Как ему ответить на этот вопрос. Рассказывать о своей размолвке с Маринкой я не могу. Не могу сообщить ему и о содержании разговора с политруком. А отвечать как-то надо.
— Опять расспрашивали о случае со Звягинцевым. Может, он написал куда?
— Почему ты говоришь «расспрашивали»? Разве, кроме политрука еще кто-нибудь был?
— Был еще какой-то военный.
— А кто он?
— Откуда же мне знать, кто он? Задавал вопросы не я, а он. Может, это был военный прокурор или его помощник.
Как ни старался Демидченко скрыть свою реакцию на мое «сообщение», это ему не удалось, выдали знакомые мне сузившиеся зрачки и побелевшие пятна на шее и щеках.
— Да, дело твое дрянь. И чего ты так взбеленился тогда, никак не пойму.
«Понимаешь ты, Вася, все понимаешь. Теперь это я уже точно знаю. Раньше только никак не мог догадаться, в чем дело. И, пожалуй, не догадался бы ни я, ни кто другой. Спасибо политруку. Раскусил-таки тебя, довел до точки. Вот кто настоящий коммунист. За таким пойдешь в огонь и в воду», — думал я.
— А может, тебе попроситься в другое подразделение? Чего молчишь?

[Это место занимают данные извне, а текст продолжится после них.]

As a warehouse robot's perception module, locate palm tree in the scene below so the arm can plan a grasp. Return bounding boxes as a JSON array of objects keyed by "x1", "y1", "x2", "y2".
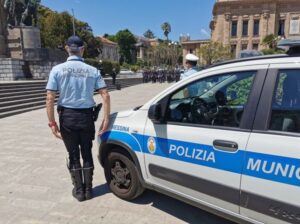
[
  {"x1": 161, "y1": 22, "x2": 171, "y2": 40},
  {"x1": 144, "y1": 29, "x2": 155, "y2": 39}
]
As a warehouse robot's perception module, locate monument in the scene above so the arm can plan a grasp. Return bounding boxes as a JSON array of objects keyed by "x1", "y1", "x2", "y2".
[
  {"x1": 0, "y1": 0, "x2": 65, "y2": 81},
  {"x1": 0, "y1": 0, "x2": 7, "y2": 58}
]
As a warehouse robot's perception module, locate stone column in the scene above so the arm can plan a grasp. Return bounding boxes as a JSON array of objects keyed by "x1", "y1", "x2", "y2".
[
  {"x1": 0, "y1": 0, "x2": 7, "y2": 58},
  {"x1": 223, "y1": 13, "x2": 231, "y2": 45},
  {"x1": 261, "y1": 10, "x2": 270, "y2": 39},
  {"x1": 248, "y1": 15, "x2": 254, "y2": 50},
  {"x1": 236, "y1": 16, "x2": 243, "y2": 55}
]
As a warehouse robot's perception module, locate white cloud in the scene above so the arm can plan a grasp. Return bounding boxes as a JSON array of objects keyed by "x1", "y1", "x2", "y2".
[{"x1": 201, "y1": 28, "x2": 210, "y2": 38}]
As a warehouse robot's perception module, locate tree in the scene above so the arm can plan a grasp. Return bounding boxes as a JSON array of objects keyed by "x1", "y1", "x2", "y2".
[
  {"x1": 39, "y1": 6, "x2": 72, "y2": 48},
  {"x1": 103, "y1": 33, "x2": 118, "y2": 43},
  {"x1": 161, "y1": 22, "x2": 171, "y2": 41},
  {"x1": 39, "y1": 6, "x2": 102, "y2": 58},
  {"x1": 198, "y1": 41, "x2": 232, "y2": 65},
  {"x1": 144, "y1": 29, "x2": 155, "y2": 39},
  {"x1": 116, "y1": 29, "x2": 136, "y2": 64}
]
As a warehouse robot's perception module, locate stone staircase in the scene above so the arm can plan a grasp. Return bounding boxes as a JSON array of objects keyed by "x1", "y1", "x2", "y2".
[{"x1": 0, "y1": 78, "x2": 142, "y2": 119}]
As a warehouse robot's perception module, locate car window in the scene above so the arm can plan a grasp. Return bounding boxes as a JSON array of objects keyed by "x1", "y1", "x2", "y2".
[
  {"x1": 269, "y1": 70, "x2": 300, "y2": 133},
  {"x1": 166, "y1": 71, "x2": 256, "y2": 127}
]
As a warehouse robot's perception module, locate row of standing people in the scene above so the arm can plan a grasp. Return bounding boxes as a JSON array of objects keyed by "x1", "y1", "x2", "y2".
[{"x1": 143, "y1": 70, "x2": 181, "y2": 83}]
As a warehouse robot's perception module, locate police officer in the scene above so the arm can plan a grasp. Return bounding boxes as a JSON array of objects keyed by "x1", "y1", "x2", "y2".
[{"x1": 46, "y1": 36, "x2": 110, "y2": 201}]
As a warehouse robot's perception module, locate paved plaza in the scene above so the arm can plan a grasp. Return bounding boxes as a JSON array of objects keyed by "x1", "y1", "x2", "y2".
[{"x1": 0, "y1": 83, "x2": 234, "y2": 224}]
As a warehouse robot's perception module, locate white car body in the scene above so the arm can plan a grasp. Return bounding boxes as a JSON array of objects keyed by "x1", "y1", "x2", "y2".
[{"x1": 99, "y1": 54, "x2": 300, "y2": 224}]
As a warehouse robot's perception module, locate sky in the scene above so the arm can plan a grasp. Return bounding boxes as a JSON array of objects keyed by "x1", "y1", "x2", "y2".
[{"x1": 42, "y1": 0, "x2": 215, "y2": 41}]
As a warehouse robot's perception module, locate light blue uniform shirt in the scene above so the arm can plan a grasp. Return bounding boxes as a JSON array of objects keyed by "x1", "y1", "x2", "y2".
[
  {"x1": 180, "y1": 66, "x2": 199, "y2": 97},
  {"x1": 180, "y1": 66, "x2": 199, "y2": 79},
  {"x1": 46, "y1": 56, "x2": 106, "y2": 109}
]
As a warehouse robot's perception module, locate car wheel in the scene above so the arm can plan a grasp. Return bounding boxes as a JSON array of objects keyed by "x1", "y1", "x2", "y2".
[{"x1": 104, "y1": 152, "x2": 144, "y2": 200}]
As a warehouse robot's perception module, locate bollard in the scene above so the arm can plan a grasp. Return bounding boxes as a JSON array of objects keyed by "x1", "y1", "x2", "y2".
[{"x1": 116, "y1": 83, "x2": 121, "y2": 90}]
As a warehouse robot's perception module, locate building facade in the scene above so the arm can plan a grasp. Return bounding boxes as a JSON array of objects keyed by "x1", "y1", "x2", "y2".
[
  {"x1": 180, "y1": 39, "x2": 210, "y2": 65},
  {"x1": 210, "y1": 0, "x2": 300, "y2": 56},
  {"x1": 135, "y1": 36, "x2": 158, "y2": 60},
  {"x1": 99, "y1": 37, "x2": 120, "y2": 62}
]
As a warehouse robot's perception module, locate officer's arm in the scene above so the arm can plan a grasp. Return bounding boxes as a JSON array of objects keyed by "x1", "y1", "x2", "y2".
[
  {"x1": 46, "y1": 90, "x2": 56, "y2": 123},
  {"x1": 98, "y1": 88, "x2": 110, "y2": 135}
]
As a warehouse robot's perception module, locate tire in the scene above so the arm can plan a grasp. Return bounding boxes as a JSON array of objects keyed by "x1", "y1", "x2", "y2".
[{"x1": 104, "y1": 152, "x2": 144, "y2": 201}]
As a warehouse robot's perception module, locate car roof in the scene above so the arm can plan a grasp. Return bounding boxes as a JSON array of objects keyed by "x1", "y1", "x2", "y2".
[{"x1": 206, "y1": 54, "x2": 288, "y2": 69}]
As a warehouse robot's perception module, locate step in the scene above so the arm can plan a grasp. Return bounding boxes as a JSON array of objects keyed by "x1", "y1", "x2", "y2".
[
  {"x1": 0, "y1": 96, "x2": 46, "y2": 109},
  {"x1": 0, "y1": 91, "x2": 46, "y2": 103},
  {"x1": 0, "y1": 89, "x2": 46, "y2": 99},
  {"x1": 0, "y1": 100, "x2": 55, "y2": 113},
  {"x1": 0, "y1": 105, "x2": 46, "y2": 119},
  {"x1": 0, "y1": 83, "x2": 47, "y2": 90},
  {"x1": 0, "y1": 86, "x2": 46, "y2": 94},
  {"x1": 0, "y1": 79, "x2": 142, "y2": 118}
]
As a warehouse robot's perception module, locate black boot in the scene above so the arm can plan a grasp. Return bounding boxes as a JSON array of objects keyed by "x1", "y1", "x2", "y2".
[
  {"x1": 69, "y1": 168, "x2": 85, "y2": 201},
  {"x1": 83, "y1": 167, "x2": 94, "y2": 200}
]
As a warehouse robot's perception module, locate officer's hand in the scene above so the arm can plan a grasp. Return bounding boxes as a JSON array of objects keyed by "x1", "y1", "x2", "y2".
[
  {"x1": 51, "y1": 125, "x2": 62, "y2": 139},
  {"x1": 98, "y1": 119, "x2": 109, "y2": 135}
]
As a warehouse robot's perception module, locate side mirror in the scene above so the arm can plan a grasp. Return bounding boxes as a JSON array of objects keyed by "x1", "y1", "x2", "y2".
[{"x1": 148, "y1": 104, "x2": 162, "y2": 124}]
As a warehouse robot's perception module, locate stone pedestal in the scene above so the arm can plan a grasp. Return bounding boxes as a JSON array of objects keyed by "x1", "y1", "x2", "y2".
[
  {"x1": 0, "y1": 35, "x2": 7, "y2": 58},
  {"x1": 0, "y1": 58, "x2": 24, "y2": 81},
  {"x1": 7, "y1": 27, "x2": 41, "y2": 61}
]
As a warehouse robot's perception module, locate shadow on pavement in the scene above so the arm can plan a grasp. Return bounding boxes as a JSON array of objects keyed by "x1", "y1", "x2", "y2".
[
  {"x1": 132, "y1": 190, "x2": 234, "y2": 224},
  {"x1": 93, "y1": 184, "x2": 111, "y2": 198}
]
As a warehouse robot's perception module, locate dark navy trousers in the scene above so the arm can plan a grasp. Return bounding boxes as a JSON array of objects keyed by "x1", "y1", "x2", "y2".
[{"x1": 58, "y1": 106, "x2": 95, "y2": 169}]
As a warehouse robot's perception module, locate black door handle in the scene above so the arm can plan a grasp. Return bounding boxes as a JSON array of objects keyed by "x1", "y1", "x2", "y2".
[{"x1": 213, "y1": 140, "x2": 239, "y2": 152}]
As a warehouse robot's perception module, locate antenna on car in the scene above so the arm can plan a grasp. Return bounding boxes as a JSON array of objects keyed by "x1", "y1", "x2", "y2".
[{"x1": 277, "y1": 37, "x2": 300, "y2": 56}]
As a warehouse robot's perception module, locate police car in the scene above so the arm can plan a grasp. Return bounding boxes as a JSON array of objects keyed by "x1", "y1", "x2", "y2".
[{"x1": 99, "y1": 40, "x2": 300, "y2": 224}]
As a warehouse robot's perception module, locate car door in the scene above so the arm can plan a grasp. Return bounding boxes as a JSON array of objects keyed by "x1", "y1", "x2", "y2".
[
  {"x1": 241, "y1": 67, "x2": 300, "y2": 224},
  {"x1": 144, "y1": 65, "x2": 267, "y2": 213}
]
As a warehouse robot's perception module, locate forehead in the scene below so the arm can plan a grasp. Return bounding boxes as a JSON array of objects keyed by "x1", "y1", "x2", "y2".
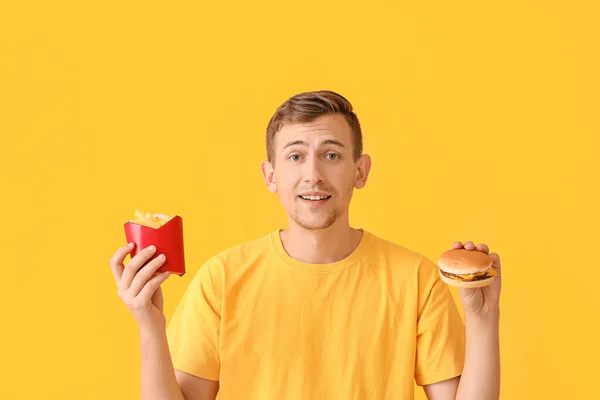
[{"x1": 276, "y1": 114, "x2": 352, "y2": 150}]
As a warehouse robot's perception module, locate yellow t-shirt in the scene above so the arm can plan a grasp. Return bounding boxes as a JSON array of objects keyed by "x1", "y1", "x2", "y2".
[{"x1": 167, "y1": 230, "x2": 465, "y2": 400}]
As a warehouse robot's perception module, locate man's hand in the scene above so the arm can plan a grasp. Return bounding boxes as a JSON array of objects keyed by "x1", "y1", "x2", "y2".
[
  {"x1": 110, "y1": 243, "x2": 170, "y2": 329},
  {"x1": 452, "y1": 242, "x2": 502, "y2": 315}
]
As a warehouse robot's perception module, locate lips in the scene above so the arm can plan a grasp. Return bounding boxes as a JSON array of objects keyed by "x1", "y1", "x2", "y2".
[{"x1": 298, "y1": 194, "x2": 331, "y2": 206}]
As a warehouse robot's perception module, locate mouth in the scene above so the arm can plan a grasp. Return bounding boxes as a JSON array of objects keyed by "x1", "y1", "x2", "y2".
[{"x1": 298, "y1": 195, "x2": 331, "y2": 206}]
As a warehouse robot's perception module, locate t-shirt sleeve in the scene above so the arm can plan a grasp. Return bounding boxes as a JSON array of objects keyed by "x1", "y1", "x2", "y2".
[
  {"x1": 167, "y1": 260, "x2": 223, "y2": 381},
  {"x1": 415, "y1": 259, "x2": 465, "y2": 386}
]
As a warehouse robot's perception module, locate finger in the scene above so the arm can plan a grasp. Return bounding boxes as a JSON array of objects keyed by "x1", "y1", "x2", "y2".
[
  {"x1": 490, "y1": 253, "x2": 502, "y2": 276},
  {"x1": 110, "y1": 243, "x2": 134, "y2": 286},
  {"x1": 138, "y1": 272, "x2": 171, "y2": 301},
  {"x1": 465, "y1": 241, "x2": 475, "y2": 250},
  {"x1": 121, "y1": 246, "x2": 156, "y2": 290},
  {"x1": 476, "y1": 243, "x2": 490, "y2": 254},
  {"x1": 129, "y1": 254, "x2": 166, "y2": 296}
]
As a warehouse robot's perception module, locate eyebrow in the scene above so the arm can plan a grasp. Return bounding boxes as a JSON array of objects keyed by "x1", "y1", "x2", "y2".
[{"x1": 283, "y1": 139, "x2": 346, "y2": 150}]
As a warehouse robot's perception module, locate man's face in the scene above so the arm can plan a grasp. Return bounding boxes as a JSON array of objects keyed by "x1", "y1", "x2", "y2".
[{"x1": 263, "y1": 114, "x2": 369, "y2": 230}]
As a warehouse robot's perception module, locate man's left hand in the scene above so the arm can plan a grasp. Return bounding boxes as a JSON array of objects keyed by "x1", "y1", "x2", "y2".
[{"x1": 452, "y1": 242, "x2": 502, "y2": 315}]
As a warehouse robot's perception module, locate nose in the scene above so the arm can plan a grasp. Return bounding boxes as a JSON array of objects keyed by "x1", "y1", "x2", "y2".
[{"x1": 303, "y1": 157, "x2": 325, "y2": 185}]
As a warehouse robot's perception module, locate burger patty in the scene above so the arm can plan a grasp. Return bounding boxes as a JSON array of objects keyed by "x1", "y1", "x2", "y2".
[{"x1": 440, "y1": 268, "x2": 496, "y2": 282}]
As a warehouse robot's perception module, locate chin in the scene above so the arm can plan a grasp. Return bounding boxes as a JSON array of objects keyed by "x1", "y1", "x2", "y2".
[{"x1": 292, "y1": 212, "x2": 338, "y2": 231}]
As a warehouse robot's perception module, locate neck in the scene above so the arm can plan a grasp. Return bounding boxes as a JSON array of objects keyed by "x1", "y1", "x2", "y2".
[{"x1": 280, "y1": 218, "x2": 363, "y2": 264}]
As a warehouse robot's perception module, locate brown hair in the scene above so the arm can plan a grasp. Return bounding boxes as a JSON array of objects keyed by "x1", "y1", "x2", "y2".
[{"x1": 267, "y1": 90, "x2": 363, "y2": 165}]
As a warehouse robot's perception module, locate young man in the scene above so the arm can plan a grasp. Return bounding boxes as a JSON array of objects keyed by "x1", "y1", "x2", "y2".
[{"x1": 111, "y1": 91, "x2": 500, "y2": 400}]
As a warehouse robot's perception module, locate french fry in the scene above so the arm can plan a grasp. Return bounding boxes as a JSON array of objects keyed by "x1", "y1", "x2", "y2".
[
  {"x1": 124, "y1": 210, "x2": 185, "y2": 276},
  {"x1": 129, "y1": 210, "x2": 175, "y2": 228}
]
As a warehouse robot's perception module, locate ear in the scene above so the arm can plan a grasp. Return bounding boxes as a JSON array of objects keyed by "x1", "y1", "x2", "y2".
[
  {"x1": 260, "y1": 161, "x2": 277, "y2": 193},
  {"x1": 354, "y1": 154, "x2": 371, "y2": 189}
]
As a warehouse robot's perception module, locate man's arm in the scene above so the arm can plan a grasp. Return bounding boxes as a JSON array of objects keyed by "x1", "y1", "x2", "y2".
[
  {"x1": 423, "y1": 312, "x2": 500, "y2": 400},
  {"x1": 140, "y1": 328, "x2": 219, "y2": 400},
  {"x1": 456, "y1": 311, "x2": 500, "y2": 400}
]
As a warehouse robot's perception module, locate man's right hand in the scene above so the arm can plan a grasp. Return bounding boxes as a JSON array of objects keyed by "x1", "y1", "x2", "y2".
[{"x1": 110, "y1": 243, "x2": 170, "y2": 329}]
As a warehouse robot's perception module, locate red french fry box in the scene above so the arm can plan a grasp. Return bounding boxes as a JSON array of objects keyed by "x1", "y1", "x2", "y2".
[{"x1": 124, "y1": 214, "x2": 185, "y2": 276}]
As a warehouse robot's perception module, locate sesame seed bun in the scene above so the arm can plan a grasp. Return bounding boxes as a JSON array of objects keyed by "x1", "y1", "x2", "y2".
[{"x1": 438, "y1": 249, "x2": 496, "y2": 288}]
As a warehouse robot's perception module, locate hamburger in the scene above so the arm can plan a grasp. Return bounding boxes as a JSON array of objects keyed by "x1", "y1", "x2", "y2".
[{"x1": 438, "y1": 249, "x2": 496, "y2": 288}]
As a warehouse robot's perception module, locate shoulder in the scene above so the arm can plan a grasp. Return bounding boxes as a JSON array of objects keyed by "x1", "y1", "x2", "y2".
[
  {"x1": 369, "y1": 233, "x2": 438, "y2": 284},
  {"x1": 198, "y1": 232, "x2": 272, "y2": 274},
  {"x1": 369, "y1": 233, "x2": 435, "y2": 269}
]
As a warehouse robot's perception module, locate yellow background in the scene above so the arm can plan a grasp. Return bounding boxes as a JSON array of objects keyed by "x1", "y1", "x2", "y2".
[{"x1": 0, "y1": 0, "x2": 600, "y2": 400}]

— В какое подразделение? — не сразу дошел до меня смысл сказанного.
— В любое подразделение. Как думаешь? Могу помочь.
Это, пожалуй, единственное, в чем он действительно готов мне помочь. Правда, я, как и он, знаем, что это за помощь. Различие состоит лишь в том, что он все еще надеется ввести меня в заблуждение.
— Какая разница, где служить?
— А может, ты темнишь? — вдруг усомнился Демидченко.
— Что темнишь?
— Да нет. Это я в шутку. Ну давай, служи, брат, и дальше.
Только теперь я вспомнил, что еще не обедал.
— Што будзеш есци? — спросил меня Лученок, дежуривший сегодня по кухне.
— Можно подумать, что у тебя ресторан и ты можешь предложить блюда на выбор.
— Рэстаран не рэстаран, але штосьци ёсць.
— Я так проголодался, что съем все, что дашь.
— Тады пайшли. Ты чаго таки смутны?
— Михась, тебе я могу рассказать. Кстати, я рассчитываю и на твою помощь.
— Гавары. Змагу, абавязкова дапамажу.
Я рассказал Лученку о своей размолвке с Маринкой.
— Што, так и не сказала, у чым справа?
— Как же, жди, так тебе она и скажет. Знаешь, какая она гордая?
— Ништо, Микола. Не гаруй. Заутра усё высветлицца. Запытаю Лиду. А яна, я упэвнен, ведае што да чаго.